According to the present invention, when an unsaturated nitrile is produced by an ammoxidation reaction, molybdenum, bismuth, iron,
By using a metal oxide catalyst containing nickel and potassium as essential components and setting the content of potassium with respect to bismuth and the nickel and A components to be considerably high, useful by-product hydrocyanic acid can be obtained together with unsaturated nitrile yield. Can also be increased. Further, despite the fact that the catalyst contains a relatively large amount of molybdenum, it has a low ammonia flammability and a high efficiency of ammonia, and can be used for aldehydes, acids, NO
It has few by-products such as x, and has a great effect on environmental measures as well as a yield improving effect. Further, when used as a fluidized bed catalyst, its strength is particularly important in practical use, but the catalyst of the present invention has sufficient strength at a relatively low calcination temperature.

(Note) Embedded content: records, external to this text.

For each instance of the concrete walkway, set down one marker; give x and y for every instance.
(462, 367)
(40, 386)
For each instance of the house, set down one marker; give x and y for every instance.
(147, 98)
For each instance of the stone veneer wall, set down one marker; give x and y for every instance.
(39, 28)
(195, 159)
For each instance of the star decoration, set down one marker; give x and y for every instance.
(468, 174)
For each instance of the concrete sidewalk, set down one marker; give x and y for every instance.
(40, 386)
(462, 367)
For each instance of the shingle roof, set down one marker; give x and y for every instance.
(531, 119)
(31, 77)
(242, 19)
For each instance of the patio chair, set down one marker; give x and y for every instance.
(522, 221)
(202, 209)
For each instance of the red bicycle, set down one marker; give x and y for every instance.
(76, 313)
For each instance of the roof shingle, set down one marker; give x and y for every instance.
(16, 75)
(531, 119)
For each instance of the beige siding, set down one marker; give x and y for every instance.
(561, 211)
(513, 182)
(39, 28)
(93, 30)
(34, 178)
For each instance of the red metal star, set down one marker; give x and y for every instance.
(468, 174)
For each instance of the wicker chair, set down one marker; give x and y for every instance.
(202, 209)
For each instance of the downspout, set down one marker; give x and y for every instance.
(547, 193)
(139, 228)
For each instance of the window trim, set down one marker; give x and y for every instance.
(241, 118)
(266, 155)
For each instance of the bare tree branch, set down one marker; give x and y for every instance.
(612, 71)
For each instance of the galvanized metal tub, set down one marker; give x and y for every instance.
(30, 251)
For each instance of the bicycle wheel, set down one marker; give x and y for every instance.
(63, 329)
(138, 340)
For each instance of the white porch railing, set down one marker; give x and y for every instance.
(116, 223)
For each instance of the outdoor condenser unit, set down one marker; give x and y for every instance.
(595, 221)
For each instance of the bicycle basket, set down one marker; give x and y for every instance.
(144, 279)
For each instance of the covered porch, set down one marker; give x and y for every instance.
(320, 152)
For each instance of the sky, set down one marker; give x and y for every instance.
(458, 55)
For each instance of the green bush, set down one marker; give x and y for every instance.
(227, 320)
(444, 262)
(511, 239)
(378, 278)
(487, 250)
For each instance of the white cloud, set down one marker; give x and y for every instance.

Continued on the front page F-term (reference) 4G069 AA01 AA08 AA15 BA25A BB04A BB04B BB12B BB14B BC02A BC02B BC03A BC03B BC04A BC05A BC05B BC06A BC06B BC09A BC10A BC10B BC12A BC13A BC16A BC31 BC18 BCA BC A BC BC A BC A BC BC BC40A BC41A BC41B BC42A BC42B BC43A BC43B BC44A BC44B BC45A BC46A BC50A BC51A BC51B BC54A BC55A BC55B BC56A BC58A BC58B BC59A BC59B BC60A BC60B BC62A BC64A BC65A BC66A BC66B BC67A BC67B BC68A BC68B BC71A BC72A BC73A BC73B BC74A BC75A BD03A BD03B BD05A BD05B BD07A BD07B CB54 DA08 EA04Y FB15 FB30 FB57 FC09 4H006 AA02 AC54 BA02 BA03 BA04 BA05 BA06 BA07 BA08 BA09 BA10 BA11 BA12 BA13 BA14 BA16 BA19 BA20 BA21 BA22 BA23 BA24 BA25 BA26 BA27 BA30 BA31 BA35 BA81 BA82 BE14 BE30 BE60 4H039 CA70 CD10 CL50

Claims (4)

[Claims] 1. An unsaturated nitrile production method using a metal oxide catalyst having a composition represented by the following empirical formula when producing an unsaturated nitrile by ammoxidation. MoaBibFecNidKeAfBgChQiRjO
k (SiO2) l (wherein, Mo, Bi, Fe, Ni, K, O, and Si represent molybdenum, bismuth, iron, nickel, potassium, oxygen, and silicon, respectively, and A represents magnesium, calcium, strontium, barium, Manganese, cobalt, at least one element selected from the group consisting of zinc, B is cadmium, aluminum, gallium, tin,
Lead, antimony, titanium, zirconium, vanadium,
At least one element selected from the group consisting of chromium and tungsten, C is copper, silver, indium, germanium, niobium, tantalum, rhenium, ruthenium, osmium, rhodium, iridium, palladium, platinum, thorium, yttrium, lanthanum, cerium , At least one element selected from the group consisting of praseodymium, neodymium, samarium, europium and gadolinium, Q
Represents at least one element selected from the group consisting of phosphorus, boron and tellurium, and R represents at least one element selected from the group consisting of lithium, sodium, rubidium and cesium. Where subscripts a, b, c, d, e, f,
g, h, i, j, k and l represent the atomic ratio of each element, and a
= 10, b = 0.1-1.2, c = 0.1-15,
d = 3-8, e = 0.3-0.8, f = 0-5, g = 0
-8, h = 0-2, i = 0-2, j = 0-0.3, k =
The number of oxygen atoms required to satisfy the valence of each component,
l = 0 to 200, and e / b = 0.6 to 5, e / b
(D + f) = 0.06 to 0.2. ) 2. A fluidized bed prepared by spray-drying and calcining an aqueous slurry having a pH of 6 or more, wherein the metal oxide catalyst contains at least molybdenum, bismuth, iron, nickel and potassium raw materials and a chelating agent. The method for producing an unsaturated nitrile according to claim 1, wherein the method is a catalyst. 3. The process for producing an unsaturated nitrile according to claim 1, wherein the metal oxide catalyst is a fluidized bed catalyst prepared by using a fluidized-bed kiln in the final baking. 4. The method for producing an unsaturated nitrile according to claim 1, wherein the unsaturated nitrile is acrylonitrile.